The screening of Art Party at Turner Contemporary led to the first collaboration between Margate’s three artist-led organisations, Resort Studios, Limbo and Crate. Held in the former furniture depository building where Resort Studios is based, the afterparty was organised to raise funds for the future projects of the artist-run spaces.

The party started with a walk from Turner Contemporary along the coast and up the hill into the exotic Cliftonville area of Margate. Here was to be found a room decorated in emergency blankets and tissue paper, with a bar built from left-behind removal crates serving flavoured gin and tonics.

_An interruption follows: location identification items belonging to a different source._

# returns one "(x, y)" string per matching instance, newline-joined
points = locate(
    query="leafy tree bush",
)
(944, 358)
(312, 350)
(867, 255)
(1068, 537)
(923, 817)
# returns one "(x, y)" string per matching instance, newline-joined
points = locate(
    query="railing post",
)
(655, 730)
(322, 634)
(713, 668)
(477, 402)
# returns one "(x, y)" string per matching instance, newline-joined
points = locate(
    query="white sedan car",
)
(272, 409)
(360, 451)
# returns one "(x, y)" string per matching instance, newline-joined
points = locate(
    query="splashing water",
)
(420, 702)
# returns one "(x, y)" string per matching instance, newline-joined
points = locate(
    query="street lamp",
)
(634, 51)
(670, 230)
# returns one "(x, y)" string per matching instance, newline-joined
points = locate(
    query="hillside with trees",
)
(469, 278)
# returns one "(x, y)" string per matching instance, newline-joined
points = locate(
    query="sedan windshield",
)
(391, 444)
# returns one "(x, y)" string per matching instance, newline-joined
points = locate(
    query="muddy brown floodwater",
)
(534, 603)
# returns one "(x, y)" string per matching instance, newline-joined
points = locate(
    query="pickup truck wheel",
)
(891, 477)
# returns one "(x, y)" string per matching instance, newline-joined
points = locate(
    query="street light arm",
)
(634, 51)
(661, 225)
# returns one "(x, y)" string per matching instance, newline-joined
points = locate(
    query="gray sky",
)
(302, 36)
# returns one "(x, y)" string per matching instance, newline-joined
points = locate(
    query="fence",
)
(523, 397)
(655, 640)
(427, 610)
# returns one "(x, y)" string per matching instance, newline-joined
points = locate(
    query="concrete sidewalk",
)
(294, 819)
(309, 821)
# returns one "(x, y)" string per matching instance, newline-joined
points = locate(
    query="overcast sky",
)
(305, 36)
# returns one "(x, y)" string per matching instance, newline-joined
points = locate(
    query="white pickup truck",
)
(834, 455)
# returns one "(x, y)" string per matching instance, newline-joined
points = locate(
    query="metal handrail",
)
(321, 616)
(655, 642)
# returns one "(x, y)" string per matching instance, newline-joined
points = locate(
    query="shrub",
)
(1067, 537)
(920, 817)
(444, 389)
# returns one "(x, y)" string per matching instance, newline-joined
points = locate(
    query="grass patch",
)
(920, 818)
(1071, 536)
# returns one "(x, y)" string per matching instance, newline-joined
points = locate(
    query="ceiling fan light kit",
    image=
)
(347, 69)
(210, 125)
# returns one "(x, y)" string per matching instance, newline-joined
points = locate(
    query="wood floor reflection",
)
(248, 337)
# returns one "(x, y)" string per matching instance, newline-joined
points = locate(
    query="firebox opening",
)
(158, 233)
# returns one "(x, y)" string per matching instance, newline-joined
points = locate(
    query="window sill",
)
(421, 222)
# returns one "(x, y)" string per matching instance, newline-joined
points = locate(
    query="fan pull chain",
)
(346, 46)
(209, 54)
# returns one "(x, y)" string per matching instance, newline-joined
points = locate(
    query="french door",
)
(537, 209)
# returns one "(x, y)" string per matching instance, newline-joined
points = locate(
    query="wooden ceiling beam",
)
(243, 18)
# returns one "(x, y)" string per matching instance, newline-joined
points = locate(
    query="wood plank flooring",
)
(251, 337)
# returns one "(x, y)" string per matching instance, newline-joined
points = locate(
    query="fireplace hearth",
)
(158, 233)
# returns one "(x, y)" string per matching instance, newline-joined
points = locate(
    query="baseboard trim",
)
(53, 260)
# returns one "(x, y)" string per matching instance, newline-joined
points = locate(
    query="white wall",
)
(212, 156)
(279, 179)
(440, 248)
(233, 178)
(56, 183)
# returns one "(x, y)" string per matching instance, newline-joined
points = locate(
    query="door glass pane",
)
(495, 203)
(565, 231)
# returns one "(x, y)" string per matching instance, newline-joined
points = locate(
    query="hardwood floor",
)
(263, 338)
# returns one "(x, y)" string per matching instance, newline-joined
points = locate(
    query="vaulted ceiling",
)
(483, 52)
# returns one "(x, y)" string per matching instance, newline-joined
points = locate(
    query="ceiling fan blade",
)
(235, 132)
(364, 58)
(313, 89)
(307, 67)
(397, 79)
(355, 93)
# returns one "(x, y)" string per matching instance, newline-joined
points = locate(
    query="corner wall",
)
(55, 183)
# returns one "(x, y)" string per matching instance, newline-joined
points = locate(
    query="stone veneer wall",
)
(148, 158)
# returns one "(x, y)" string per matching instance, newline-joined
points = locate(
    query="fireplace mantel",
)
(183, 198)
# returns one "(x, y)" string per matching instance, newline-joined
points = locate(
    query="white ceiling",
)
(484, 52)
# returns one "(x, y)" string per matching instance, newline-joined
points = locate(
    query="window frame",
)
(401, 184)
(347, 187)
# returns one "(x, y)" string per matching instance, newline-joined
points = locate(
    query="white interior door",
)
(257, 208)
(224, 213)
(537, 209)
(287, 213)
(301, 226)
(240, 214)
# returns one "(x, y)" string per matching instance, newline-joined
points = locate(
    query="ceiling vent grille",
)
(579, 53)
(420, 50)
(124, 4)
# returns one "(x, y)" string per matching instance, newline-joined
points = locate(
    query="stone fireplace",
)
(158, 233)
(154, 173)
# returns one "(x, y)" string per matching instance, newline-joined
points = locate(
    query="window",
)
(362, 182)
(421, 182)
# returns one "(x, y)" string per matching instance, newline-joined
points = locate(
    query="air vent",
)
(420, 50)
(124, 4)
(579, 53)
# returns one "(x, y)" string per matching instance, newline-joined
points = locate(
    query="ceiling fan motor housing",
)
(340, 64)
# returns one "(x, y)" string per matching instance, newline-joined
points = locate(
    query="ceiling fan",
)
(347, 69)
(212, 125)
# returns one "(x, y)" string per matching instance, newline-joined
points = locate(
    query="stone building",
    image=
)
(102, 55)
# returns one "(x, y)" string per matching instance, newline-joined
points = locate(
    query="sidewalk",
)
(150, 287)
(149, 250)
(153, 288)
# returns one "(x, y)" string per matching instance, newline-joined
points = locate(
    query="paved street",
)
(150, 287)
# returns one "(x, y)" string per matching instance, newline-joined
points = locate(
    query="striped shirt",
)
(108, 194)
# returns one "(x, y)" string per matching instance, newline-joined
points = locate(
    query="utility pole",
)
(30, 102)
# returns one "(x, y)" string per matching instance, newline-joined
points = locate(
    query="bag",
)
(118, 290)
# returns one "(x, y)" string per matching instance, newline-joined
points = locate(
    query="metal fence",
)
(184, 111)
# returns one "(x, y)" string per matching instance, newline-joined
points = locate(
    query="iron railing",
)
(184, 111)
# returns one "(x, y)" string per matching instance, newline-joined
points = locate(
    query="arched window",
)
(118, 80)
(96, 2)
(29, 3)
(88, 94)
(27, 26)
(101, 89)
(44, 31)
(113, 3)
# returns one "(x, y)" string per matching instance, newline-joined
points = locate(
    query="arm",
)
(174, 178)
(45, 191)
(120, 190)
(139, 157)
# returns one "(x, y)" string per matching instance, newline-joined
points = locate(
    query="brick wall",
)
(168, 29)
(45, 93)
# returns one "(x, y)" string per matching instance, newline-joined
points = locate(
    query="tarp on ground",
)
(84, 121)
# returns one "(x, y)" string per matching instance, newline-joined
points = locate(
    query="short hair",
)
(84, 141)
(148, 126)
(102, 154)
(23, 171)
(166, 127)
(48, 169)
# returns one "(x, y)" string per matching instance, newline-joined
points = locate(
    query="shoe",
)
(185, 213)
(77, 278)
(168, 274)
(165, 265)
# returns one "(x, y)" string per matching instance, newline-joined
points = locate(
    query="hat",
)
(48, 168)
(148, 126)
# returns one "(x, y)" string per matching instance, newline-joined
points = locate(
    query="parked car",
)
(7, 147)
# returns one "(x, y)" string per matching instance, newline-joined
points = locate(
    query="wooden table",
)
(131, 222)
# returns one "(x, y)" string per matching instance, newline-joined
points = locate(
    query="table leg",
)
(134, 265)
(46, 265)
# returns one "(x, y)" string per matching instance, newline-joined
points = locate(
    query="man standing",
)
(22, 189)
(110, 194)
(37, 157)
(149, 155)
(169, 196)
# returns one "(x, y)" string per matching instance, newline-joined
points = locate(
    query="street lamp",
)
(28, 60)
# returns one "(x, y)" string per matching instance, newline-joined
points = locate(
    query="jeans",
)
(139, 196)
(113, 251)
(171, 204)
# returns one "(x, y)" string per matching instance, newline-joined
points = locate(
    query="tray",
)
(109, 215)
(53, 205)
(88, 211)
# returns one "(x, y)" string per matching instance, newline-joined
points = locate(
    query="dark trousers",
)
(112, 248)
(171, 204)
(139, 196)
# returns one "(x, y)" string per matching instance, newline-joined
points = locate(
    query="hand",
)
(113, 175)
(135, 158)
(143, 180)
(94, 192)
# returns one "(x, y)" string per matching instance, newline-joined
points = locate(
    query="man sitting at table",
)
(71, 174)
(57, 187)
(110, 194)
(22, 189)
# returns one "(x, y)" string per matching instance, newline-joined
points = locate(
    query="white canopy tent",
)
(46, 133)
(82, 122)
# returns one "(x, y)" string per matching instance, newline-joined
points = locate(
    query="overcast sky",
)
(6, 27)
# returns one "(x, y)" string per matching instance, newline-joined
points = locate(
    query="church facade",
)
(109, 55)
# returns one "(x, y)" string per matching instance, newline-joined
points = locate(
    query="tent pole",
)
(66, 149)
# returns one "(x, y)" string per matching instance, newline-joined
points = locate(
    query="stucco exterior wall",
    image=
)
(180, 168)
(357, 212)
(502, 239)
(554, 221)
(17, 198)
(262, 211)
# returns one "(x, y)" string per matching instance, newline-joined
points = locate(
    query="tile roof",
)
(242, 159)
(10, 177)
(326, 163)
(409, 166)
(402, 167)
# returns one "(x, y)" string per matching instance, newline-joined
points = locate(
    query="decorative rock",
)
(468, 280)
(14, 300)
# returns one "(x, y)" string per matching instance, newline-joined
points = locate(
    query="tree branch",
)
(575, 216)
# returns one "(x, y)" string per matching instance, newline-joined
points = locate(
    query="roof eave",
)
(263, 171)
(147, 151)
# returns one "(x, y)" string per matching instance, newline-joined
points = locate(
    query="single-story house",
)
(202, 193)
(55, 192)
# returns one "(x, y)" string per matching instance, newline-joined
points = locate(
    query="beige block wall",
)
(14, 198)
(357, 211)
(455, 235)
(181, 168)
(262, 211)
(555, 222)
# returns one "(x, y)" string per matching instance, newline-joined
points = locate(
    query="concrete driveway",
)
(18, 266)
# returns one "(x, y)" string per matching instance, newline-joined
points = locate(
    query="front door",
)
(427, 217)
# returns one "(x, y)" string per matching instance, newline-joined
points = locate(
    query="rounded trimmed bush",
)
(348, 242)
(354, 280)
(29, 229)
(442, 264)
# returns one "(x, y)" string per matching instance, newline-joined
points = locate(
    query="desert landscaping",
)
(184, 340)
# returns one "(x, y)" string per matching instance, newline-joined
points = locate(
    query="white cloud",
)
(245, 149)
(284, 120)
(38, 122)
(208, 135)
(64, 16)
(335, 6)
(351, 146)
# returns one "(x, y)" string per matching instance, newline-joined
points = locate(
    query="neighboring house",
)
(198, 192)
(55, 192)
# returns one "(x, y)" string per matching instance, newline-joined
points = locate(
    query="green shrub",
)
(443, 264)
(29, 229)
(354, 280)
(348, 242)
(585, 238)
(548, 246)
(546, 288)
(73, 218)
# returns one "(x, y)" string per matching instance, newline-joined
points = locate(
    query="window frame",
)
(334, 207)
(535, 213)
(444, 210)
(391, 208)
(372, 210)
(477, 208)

There was also a raffle draw with three prizes, the most desirable of which was a colouring-in book featuring illustrations of Gove in what can only be described as compromising scenarios.

DJs Wolf Zines, Prime and Chico provided music ranging from indie-pop to 70s funk, and performance artist Dul Fin Wah! re-told nursery rhymes and shared songs written in the week leading up to the party. Throughout the evening party-goers covered a wall in a collaborative mural with neon coloured paints, while local residents peered in curiously, occasionally braving the threshold to join in.

With a total profit of £5.16, the event paved a way for future alliance between the artist-run spaces involved, and acted as a reminder of why artists have no money and that sometimes it doesn’t really matter. 

Charley Vines is an artist based at Crate, Margate. Matthew de Pulford is an artist and curator of LIMBO, Margate.


"What began as a playful, politically engaged conversation goes way beyond both the party and the film" – Jade Montserrat


Crescent Arts, Scarborough, by Jade Montserrat

“It looks a little like a doss-house,” Stuart Cameron (Crescent Arts’ director) harks as we manoeuvre the sofa to face the screen, the exhibition space jam packed with banners and portraits of the ‘bogeyman’ Gove. But you don’t know until you try it! Richard Hamilton and Victor Pasmore will no doubt have had this sentiment in mind when they imagined the Art Foundation course, founded in Scarborough. Doss-house or not, through the course of the evening, this space becomes the hub of proceedings.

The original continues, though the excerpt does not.